What matters most: LoRA trains less than 1% of parameters, which dramatically reduces memory requirements. It produces small files – 20MB adapter versus 14GB full model. You can merge or swap adapters – keep the base model, swap adapters for different tasks. Quality is close to full fine-tuning, surprisingly effective despite fewer parameters. And it makes fine-tuning accessible, running on a 24GB GPU instead of needing clusters.
The lens filters version: The base model is a camera lens (14GB). Full fine-tuning is grinding and re-polishing the entire lens – expensive and permanent. LoRA is screwing on a small filter (20MB) that changes how light passes through. The filter is 99% smaller than the lens, but it effectively modifies the output. You can keep one lens and swap filters: sepia filter, polarising filter, UV filter. LoRA adds a small mathematical “filter” that transforms the model’s computations without changing the underlying “lens” (weights).
The developer version: It’s like the decorator pattern instead of inheritance. Full fine-tuning equals a subclass that overrides every method. LoRA equals a wrapper that intercepts some method calls and tweaks outputs. When the model computes output = input @ weights, LoRA intercepts: output = input @ (weights + A @ B) where A and B are tiny matrices. The original weights stay frozen. You’re training A and B (1% of the size) instead of retraining all weights. It’s monkey-patching with small patches instead of forking the entire codebase.

Here’s what I’m still figuring out: whether these explanations actually work for people who aren’t developers. Some concepts might still feel abstract no matter how many metaphors I throw at them.
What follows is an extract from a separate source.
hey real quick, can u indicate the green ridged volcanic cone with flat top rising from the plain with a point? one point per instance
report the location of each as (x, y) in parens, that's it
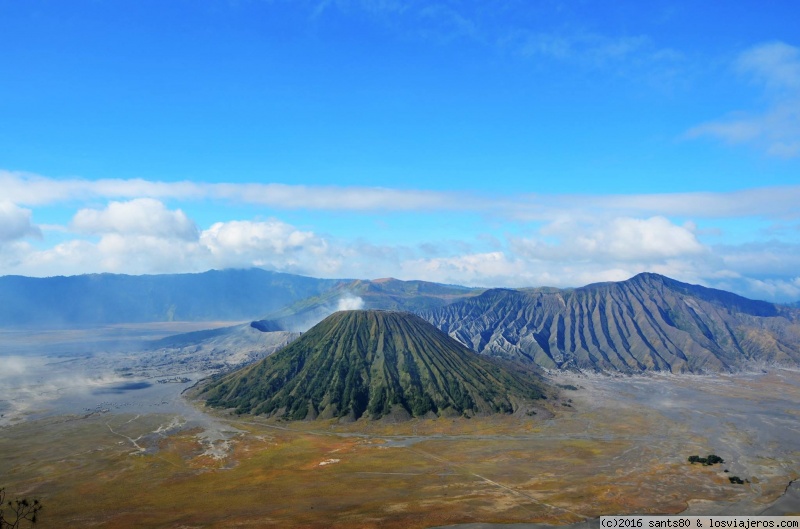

I’m also wondering if I’ve oversimplified some of these. The fine-tuning comparison, for instance, glosses over when you might genuinely need full fine-tuning instead of LoRA, or the cases where RAG and fine-tuning aren’t alternatives at all but complementary. But I think that’s okay – this is meant to build intuition, not replace documentation.
What I’ve learned from writing this is that the same concept really does need multiple entry points. My team would understand things best through the developer metaphors. A product manager or designer might prefer the non-technical versions. And I find myself using different metaphors depending on my own mental state – sometimes the abstract database comparisons help, sometimes I need the cake-baking version.
The progression here matters too. You can’t really understand RAG without first understanding embeddings – how else would you search for similar content? And you can’t appreciate LoRA without understanding that fine-tuning exists but is expensive. These three concepts build on each other in a way that mirrors how you’d actually approach customising an AI system: understand how it represents meaning, decide whether you need to change knowledge or behaviour, then learn there’s a practical way to change behaviour without needing a GPU cluster.
If you found this useful, I’d be curious which metaphors actually worked for you. And which concepts still feel fuzzy – those are probably the ones I haven’t fully understood myself yet, despite writing explanations for them.